BASF made its application to the U.S. Environmental Protection Agency in April for the "Engenia" herbicide it has developed. The herbicide is effective on more than 100 annual broadleaf weeds, the company said.

The project comes when Monsanto's Roundup Ready cropping system is failing as millions of acres of farmland are overrun with weeds that have grown resistant to Roundup.

Critics say the new dicamba cropping system will only make weed-resistance worse in the long run by increasing the amounts of dicamba used.

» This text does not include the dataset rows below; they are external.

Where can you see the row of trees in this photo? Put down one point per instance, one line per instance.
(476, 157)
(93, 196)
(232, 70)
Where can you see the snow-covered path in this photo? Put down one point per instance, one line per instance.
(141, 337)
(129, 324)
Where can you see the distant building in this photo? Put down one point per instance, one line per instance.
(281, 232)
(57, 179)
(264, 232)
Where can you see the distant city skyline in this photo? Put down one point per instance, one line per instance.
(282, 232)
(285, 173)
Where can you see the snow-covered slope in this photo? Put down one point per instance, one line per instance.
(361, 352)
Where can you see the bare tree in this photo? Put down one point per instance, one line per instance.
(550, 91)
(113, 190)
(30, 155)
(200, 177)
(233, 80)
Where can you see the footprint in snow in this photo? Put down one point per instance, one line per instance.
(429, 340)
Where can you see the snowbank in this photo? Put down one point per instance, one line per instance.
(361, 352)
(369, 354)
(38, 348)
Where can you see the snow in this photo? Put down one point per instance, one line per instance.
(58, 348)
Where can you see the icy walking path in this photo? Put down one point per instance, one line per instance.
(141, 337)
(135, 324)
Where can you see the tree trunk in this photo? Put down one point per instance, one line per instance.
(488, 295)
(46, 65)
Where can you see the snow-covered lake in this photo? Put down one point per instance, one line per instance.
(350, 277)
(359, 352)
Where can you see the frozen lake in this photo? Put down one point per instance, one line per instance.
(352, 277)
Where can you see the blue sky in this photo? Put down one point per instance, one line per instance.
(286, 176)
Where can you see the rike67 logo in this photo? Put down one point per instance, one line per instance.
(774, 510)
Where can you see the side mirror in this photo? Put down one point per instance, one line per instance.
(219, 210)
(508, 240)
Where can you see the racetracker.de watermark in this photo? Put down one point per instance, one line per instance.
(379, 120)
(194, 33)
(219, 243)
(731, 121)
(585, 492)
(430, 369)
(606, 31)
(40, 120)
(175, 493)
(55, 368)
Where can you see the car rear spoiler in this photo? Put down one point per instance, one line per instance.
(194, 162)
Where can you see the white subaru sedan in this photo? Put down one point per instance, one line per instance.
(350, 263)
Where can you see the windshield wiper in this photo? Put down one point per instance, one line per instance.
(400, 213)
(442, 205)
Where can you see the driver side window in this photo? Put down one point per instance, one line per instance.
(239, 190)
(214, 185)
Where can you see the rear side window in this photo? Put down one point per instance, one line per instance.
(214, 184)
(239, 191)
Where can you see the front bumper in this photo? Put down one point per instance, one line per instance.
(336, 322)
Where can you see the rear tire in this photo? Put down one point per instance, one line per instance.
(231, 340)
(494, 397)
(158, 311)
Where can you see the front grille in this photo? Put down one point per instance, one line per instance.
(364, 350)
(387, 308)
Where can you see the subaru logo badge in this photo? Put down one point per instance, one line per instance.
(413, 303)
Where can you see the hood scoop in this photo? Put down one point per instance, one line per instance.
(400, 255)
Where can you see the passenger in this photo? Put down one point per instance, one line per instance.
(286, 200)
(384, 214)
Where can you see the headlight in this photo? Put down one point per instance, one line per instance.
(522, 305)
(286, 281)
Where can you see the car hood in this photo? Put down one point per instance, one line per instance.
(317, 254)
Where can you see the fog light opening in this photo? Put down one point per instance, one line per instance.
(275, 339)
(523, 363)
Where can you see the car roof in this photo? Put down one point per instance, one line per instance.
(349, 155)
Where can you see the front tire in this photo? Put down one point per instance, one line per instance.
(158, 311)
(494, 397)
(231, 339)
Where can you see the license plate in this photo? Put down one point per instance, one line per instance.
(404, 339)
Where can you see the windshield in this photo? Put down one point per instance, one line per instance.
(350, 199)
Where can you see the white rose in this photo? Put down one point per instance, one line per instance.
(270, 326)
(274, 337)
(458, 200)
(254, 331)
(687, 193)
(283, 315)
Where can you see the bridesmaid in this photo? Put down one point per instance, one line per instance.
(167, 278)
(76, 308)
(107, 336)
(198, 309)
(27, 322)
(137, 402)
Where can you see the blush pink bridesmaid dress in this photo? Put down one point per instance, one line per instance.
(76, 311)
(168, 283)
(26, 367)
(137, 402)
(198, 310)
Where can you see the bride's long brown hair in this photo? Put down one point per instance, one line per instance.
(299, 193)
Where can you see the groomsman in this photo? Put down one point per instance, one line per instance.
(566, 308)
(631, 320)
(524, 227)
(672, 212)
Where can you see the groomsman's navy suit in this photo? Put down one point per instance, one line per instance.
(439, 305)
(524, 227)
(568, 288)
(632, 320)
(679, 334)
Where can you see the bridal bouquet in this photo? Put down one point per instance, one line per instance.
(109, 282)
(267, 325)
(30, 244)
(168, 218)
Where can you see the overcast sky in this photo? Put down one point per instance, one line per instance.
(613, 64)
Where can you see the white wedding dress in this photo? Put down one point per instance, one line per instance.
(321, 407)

Dicamba has a history of volatile dispersement into the environment, and has been known to drift onto neighboring farms and unintentionally harm crops. Critics fear that damage will rise as well.

But BASF has "high confidence" the new dicamba herbicide formulation will be approved and will help farmers control weeds, said Markus Heldt, president of the crop protection division, which reported sales of 4.1 billion euros in 2011.

The newly formulated herbicide has minimized volatility, Heldt said in an interview this week.

"We are a responsible company," said Heldt. "Dicamba is well known. It has been on the market 50 years. We are not playing with a chemistry that is dangerous."

The company said weed-resistance problems had helped lead to rapid adoption of its Kixor herbicide. BASF introduced the product in 2010 and projects it will be used on more than 20 million acres in the United States this year.